Carbimazole (administered once a day)	Propylthiouracil (PTU; administered twice a day)
10 mg o.d.	Total 100mg/day given 50mg b.d.
30 mg o.d.	Total 300mg/day given 150mg b.d.
60 mg o.d.	Total 600mg/day given 300mg b.d.

In addition to regular assessments of maternal blood pressure and urine as screening tests for preeclampsia, fetal growth should be monitored with regular ultrasound scans during the third trimester.

The levels of TSH receptor antibodies should be quantified during pregnancy to help predict the risk of fetal thyrotoxicosis. Levels that are greater than 3 times the upper limit of normal confer a higher risk of fetal and neonatal thyrotoxicosis [20]. Regular fetal heart auscultation for persistent fetal tachycardia can be used to screen for fetal thyrotoxicosis at each antenatal visit from 16 weeks’ gestation onwards, around the time when the fetal thyroid gland is believed to begin releasing thyroid hormones into the circulation. Left untreated, fetal thyrotoxicosis is associated with intrauterine growth restriction, fetal goiter, fetal hydrops, preterm delivery and fetal death. Thus, any suspicion of this diagnosis warrants urgent ultrasound scanning of the fetus and treatment in a specialist fetal medicine center.

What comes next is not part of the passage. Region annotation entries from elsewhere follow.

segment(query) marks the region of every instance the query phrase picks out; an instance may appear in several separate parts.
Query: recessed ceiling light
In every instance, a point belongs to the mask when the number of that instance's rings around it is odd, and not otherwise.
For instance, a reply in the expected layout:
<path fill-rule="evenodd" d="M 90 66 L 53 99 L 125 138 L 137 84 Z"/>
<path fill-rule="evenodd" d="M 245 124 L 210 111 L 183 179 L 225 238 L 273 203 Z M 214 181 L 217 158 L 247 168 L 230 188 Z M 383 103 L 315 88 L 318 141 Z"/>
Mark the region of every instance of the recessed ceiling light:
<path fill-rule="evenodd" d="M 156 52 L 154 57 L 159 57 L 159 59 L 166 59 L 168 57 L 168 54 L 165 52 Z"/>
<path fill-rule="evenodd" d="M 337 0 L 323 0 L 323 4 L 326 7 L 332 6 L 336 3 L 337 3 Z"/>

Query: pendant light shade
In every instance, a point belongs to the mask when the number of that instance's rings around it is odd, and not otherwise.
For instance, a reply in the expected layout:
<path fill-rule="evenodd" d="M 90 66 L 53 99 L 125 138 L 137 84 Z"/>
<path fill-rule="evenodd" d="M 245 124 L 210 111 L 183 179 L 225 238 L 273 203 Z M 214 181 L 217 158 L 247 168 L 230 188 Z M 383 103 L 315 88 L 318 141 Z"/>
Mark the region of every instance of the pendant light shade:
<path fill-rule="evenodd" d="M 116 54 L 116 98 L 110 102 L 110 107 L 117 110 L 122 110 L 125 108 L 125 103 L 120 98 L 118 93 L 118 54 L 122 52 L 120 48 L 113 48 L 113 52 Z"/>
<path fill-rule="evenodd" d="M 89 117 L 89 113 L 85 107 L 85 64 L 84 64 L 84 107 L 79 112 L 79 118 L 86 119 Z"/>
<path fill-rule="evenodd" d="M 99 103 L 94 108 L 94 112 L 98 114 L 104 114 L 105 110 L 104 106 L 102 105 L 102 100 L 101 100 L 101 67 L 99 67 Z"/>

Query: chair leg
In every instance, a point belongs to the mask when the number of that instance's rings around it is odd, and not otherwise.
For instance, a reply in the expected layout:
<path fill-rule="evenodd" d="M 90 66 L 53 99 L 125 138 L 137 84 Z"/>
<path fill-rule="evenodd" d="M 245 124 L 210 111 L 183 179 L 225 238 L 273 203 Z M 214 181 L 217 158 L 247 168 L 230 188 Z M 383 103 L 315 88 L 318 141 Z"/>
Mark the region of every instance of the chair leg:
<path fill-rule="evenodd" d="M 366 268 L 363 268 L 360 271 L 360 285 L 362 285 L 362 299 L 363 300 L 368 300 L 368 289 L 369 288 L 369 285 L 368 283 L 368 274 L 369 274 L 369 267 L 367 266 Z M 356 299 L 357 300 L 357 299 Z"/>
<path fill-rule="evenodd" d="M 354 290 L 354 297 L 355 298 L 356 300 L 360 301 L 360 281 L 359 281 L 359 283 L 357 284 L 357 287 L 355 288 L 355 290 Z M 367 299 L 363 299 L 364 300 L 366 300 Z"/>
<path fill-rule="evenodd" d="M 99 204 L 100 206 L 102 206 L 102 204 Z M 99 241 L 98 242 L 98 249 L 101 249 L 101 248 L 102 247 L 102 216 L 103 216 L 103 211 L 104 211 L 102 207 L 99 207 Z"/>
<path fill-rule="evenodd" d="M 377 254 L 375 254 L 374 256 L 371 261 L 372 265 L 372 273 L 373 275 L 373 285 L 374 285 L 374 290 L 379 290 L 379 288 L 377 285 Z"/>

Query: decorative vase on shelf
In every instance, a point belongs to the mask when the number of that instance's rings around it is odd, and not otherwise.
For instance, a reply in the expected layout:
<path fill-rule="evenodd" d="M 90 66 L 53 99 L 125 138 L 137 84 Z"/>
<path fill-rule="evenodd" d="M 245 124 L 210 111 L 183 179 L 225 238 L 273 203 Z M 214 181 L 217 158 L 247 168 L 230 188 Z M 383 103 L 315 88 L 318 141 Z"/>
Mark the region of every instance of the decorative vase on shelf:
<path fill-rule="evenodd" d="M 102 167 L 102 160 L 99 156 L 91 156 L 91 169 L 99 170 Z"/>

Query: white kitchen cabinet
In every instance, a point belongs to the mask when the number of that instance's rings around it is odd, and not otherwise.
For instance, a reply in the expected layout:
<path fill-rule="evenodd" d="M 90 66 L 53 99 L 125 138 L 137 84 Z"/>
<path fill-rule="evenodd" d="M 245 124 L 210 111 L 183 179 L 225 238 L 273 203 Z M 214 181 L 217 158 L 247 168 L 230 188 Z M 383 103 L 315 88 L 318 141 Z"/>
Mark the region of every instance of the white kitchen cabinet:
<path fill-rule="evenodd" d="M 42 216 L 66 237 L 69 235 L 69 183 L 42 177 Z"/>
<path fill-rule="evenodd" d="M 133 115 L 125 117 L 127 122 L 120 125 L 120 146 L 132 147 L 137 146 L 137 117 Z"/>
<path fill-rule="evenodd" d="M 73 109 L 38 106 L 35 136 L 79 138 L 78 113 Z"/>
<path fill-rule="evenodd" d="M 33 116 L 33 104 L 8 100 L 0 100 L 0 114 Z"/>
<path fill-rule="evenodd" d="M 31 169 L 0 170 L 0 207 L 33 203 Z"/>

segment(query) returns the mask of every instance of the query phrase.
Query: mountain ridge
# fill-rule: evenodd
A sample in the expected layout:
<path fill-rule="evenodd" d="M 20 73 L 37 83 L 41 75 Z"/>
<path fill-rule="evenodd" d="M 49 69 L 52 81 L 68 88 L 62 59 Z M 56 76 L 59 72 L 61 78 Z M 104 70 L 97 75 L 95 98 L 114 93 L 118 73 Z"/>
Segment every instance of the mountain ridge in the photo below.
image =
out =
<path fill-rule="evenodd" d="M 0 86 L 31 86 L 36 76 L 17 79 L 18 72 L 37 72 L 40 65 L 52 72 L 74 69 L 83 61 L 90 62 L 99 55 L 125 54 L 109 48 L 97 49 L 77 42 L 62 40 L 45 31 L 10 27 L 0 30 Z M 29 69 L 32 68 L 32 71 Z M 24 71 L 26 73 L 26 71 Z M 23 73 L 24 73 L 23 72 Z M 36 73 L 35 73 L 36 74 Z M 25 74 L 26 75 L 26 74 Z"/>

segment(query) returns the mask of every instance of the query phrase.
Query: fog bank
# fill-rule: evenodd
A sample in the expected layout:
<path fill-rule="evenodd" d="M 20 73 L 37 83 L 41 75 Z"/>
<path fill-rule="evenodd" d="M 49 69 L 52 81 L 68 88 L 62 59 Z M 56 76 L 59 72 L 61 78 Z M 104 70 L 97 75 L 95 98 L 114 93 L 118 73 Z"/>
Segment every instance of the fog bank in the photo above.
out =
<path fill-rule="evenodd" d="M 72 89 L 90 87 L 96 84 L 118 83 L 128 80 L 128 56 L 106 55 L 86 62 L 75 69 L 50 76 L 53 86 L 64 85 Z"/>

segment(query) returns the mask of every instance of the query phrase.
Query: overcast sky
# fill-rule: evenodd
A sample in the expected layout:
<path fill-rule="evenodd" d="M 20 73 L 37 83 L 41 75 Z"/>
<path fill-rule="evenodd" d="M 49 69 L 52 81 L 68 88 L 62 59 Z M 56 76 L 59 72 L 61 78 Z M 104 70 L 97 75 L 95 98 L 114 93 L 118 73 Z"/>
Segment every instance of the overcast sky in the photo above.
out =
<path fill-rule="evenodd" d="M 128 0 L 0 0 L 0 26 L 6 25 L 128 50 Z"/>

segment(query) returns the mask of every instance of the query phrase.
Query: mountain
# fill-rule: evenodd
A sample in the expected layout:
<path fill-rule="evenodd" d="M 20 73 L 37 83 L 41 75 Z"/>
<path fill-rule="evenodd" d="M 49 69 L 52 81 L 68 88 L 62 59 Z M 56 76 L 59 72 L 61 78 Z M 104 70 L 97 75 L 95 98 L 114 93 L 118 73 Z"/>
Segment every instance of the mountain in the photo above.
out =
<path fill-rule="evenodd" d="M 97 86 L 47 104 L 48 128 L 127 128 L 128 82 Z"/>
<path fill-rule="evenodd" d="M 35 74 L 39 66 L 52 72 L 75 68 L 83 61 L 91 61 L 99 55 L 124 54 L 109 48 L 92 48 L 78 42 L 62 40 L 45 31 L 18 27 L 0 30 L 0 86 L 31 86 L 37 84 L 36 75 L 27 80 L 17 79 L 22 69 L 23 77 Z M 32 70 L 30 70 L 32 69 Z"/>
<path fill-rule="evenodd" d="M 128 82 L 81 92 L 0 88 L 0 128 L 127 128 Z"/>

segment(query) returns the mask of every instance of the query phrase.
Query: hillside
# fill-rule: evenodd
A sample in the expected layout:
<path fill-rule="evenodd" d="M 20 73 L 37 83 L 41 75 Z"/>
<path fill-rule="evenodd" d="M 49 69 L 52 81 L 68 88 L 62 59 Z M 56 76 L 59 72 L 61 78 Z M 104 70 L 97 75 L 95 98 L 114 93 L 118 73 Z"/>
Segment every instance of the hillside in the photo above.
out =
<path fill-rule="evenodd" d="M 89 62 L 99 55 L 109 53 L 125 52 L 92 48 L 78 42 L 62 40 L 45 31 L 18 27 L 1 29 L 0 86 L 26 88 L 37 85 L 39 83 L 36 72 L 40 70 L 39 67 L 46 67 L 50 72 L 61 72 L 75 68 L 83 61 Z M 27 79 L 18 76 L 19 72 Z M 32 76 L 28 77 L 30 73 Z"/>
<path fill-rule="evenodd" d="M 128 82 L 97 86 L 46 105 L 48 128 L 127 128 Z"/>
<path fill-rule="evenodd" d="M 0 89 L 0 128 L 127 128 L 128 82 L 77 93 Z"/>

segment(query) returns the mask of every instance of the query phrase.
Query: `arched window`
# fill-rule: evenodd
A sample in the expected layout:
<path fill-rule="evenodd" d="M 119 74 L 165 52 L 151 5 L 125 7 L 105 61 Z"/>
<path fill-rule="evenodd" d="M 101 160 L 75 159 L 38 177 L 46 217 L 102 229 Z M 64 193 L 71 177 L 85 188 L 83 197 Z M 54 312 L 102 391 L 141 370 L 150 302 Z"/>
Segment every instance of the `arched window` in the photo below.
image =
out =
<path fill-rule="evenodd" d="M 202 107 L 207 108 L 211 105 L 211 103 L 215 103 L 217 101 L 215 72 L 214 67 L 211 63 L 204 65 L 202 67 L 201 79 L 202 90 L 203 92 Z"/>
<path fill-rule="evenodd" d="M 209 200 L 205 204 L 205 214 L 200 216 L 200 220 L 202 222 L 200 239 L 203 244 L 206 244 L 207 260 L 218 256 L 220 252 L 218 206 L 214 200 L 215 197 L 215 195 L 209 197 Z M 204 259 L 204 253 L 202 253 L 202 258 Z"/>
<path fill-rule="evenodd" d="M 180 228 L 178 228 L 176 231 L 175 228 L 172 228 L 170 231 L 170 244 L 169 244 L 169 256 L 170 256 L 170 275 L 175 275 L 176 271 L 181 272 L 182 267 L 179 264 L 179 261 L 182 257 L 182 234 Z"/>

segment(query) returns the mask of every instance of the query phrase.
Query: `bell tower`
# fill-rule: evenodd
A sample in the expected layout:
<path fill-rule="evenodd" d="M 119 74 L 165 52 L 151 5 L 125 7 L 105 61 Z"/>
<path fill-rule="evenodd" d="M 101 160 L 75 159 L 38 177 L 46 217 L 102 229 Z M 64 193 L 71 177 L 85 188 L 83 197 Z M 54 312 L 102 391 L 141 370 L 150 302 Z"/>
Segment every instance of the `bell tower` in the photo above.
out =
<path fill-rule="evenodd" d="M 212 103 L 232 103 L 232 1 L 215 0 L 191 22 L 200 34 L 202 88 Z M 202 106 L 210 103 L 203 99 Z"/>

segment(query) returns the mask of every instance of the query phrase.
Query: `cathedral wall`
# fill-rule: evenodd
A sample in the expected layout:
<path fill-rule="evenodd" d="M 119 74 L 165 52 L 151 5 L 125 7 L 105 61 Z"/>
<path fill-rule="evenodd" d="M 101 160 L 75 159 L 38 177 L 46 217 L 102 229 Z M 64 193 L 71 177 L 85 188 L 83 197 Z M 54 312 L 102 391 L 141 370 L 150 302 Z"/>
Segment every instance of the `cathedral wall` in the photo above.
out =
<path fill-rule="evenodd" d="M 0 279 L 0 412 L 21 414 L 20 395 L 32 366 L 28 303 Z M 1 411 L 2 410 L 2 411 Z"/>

The size of the maternal goiter should be monitored clinically during pregnancy. Investigations such as ultrasound scanning of the thyroid gland and a flow‐volume loop should be considered if there is significant enlargement of the gland or development of symptoms suggestive of tracheal or esophageal compression.

There is greater than 50% chance that Graves’ disease will flare postpartum and thyroid function tests should be performed over the course of the following 6 to 9 months. Breast feeding is considered safe with the lower doses of carbimazole and PTU (up to 30 mg or 300 mg daily, respectively) administered postfeeds. Monthly thyroid function tests in the baby should be considered on higher dose regimens.